Ian Pace, ‘Musicological Observations 4: Can Commercial Music be Research?’ (distinct from the forthcoming Tempo article mentioned above)
And some earlier relevant articles more widely on practice and research:
Christopher Frayling, ‘Research in Art and Design.’
Linda Candy, ‘Practice Based Research: A Guide.’
Joanne ‘Bob’ Whalley and Lee Miller, ‘Partly Cloudy, Chance of Rain: A Case Study’, in John Freeman (ed) Blood, Sweat and Theory: Research through Practice in Performance. (Middlesex University Press, London, 2010), pp. 218-232.

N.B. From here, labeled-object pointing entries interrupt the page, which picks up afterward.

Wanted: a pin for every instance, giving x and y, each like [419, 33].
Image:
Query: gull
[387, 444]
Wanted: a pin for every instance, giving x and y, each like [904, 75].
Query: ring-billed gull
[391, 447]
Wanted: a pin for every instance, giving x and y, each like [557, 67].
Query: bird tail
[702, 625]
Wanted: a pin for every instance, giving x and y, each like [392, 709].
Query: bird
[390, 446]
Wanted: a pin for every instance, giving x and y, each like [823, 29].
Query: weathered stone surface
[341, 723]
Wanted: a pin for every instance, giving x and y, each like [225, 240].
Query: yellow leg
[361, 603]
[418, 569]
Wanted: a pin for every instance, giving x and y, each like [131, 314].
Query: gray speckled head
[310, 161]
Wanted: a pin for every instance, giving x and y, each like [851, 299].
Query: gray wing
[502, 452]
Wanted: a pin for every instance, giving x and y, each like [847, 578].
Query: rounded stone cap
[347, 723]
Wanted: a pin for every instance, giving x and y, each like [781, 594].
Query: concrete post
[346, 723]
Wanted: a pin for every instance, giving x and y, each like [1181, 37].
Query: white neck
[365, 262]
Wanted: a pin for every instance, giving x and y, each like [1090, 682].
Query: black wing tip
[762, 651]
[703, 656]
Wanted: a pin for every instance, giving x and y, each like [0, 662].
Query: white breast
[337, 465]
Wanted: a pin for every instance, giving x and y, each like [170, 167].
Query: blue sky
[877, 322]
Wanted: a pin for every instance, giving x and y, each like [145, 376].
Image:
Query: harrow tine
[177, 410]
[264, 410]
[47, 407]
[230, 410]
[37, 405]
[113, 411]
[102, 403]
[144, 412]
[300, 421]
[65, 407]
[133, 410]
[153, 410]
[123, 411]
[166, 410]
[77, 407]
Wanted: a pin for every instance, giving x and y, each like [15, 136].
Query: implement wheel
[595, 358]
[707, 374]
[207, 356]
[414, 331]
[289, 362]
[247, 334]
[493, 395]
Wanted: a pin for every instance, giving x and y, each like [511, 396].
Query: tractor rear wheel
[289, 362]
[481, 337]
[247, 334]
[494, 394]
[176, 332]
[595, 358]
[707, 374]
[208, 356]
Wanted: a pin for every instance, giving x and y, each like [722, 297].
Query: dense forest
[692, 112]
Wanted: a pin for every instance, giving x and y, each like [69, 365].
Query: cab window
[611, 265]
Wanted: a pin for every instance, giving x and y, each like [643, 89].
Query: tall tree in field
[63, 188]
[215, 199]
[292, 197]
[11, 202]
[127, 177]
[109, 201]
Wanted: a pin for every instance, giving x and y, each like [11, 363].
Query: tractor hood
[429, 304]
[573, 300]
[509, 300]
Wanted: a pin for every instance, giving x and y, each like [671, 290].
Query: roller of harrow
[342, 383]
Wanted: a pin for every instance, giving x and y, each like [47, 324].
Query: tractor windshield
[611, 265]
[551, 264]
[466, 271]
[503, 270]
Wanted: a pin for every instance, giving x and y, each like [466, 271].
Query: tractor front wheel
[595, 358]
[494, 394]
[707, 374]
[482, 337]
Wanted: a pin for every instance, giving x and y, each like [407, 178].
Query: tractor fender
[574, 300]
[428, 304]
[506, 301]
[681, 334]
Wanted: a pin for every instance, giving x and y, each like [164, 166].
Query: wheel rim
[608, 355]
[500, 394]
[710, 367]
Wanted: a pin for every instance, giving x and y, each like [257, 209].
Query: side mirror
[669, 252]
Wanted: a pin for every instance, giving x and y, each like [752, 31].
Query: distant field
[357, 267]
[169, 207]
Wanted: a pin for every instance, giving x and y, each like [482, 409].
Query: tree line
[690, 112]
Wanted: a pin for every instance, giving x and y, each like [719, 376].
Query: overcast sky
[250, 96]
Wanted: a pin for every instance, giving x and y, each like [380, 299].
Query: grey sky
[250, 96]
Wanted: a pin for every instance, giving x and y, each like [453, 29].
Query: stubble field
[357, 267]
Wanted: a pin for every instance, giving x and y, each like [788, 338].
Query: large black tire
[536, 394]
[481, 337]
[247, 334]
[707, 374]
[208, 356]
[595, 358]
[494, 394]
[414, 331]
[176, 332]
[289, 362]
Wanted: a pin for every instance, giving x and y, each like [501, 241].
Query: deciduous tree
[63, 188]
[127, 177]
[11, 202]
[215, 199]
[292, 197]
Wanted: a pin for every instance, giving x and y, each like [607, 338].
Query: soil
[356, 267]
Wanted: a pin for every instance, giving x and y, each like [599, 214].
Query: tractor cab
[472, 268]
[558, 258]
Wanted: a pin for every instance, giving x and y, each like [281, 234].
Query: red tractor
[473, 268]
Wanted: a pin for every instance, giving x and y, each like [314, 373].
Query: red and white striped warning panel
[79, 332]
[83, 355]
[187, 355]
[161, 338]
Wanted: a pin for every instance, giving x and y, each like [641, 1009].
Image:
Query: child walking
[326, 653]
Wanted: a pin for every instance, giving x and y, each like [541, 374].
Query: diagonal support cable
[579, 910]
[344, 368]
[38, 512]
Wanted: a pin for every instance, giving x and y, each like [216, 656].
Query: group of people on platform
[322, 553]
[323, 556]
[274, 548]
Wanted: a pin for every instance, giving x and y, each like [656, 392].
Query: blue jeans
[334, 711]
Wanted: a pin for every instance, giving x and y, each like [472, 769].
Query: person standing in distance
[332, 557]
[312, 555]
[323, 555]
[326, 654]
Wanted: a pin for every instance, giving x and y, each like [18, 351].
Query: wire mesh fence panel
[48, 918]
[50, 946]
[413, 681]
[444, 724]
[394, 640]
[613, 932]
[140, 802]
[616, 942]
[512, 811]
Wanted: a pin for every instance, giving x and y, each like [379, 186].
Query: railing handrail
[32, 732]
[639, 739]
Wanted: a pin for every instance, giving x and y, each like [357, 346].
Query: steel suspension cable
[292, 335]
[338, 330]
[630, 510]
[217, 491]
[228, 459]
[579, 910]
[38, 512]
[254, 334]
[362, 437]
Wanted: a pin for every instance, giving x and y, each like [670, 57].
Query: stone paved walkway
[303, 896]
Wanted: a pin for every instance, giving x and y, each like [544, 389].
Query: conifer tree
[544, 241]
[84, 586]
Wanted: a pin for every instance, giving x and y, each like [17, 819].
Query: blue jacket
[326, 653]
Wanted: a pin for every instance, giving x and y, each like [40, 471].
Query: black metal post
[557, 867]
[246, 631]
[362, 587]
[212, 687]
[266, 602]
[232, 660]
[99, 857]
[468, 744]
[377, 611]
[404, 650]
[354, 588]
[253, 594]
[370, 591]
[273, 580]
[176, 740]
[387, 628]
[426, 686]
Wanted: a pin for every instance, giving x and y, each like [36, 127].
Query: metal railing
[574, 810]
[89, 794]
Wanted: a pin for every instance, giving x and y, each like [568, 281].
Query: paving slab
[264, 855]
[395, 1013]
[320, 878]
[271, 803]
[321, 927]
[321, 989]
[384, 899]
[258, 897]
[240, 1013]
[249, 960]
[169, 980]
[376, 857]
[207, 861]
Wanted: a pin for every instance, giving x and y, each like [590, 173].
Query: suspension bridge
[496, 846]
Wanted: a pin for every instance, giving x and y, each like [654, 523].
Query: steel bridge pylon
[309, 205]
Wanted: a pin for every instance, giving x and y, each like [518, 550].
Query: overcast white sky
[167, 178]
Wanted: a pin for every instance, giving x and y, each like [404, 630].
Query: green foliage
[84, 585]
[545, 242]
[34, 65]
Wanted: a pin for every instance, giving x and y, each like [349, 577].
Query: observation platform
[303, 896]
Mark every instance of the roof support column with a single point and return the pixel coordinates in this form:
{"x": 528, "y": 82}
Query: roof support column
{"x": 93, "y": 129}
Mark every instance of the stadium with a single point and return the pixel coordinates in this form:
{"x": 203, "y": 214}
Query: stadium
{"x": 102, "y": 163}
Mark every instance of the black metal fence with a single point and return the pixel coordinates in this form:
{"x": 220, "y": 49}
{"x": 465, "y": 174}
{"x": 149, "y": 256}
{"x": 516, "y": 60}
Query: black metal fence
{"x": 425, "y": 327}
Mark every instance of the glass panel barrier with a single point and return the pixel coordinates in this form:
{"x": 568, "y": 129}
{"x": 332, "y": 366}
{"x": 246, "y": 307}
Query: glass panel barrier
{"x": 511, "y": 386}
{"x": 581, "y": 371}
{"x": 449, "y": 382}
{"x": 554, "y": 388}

[ADDENDUM: A link to a response to this by Luk Vaes, and then my own response, can be found here]
Without wishing to respond in an overly simplistic way to this broad question, the first thought that occurs to me is that, whilst it might be argued that most composition and performance is not obviously undertaken for the sole or principal purpose of conducting research, there is no cause to separate them as though there can be no possible links between them; after all, which composer has never been influenced by or learnt from other composers past and present? and how would performance traditions ever develop without the input of research and its impact upon and participation by performers? Such compartmentalisation seems to me to be unrealistic.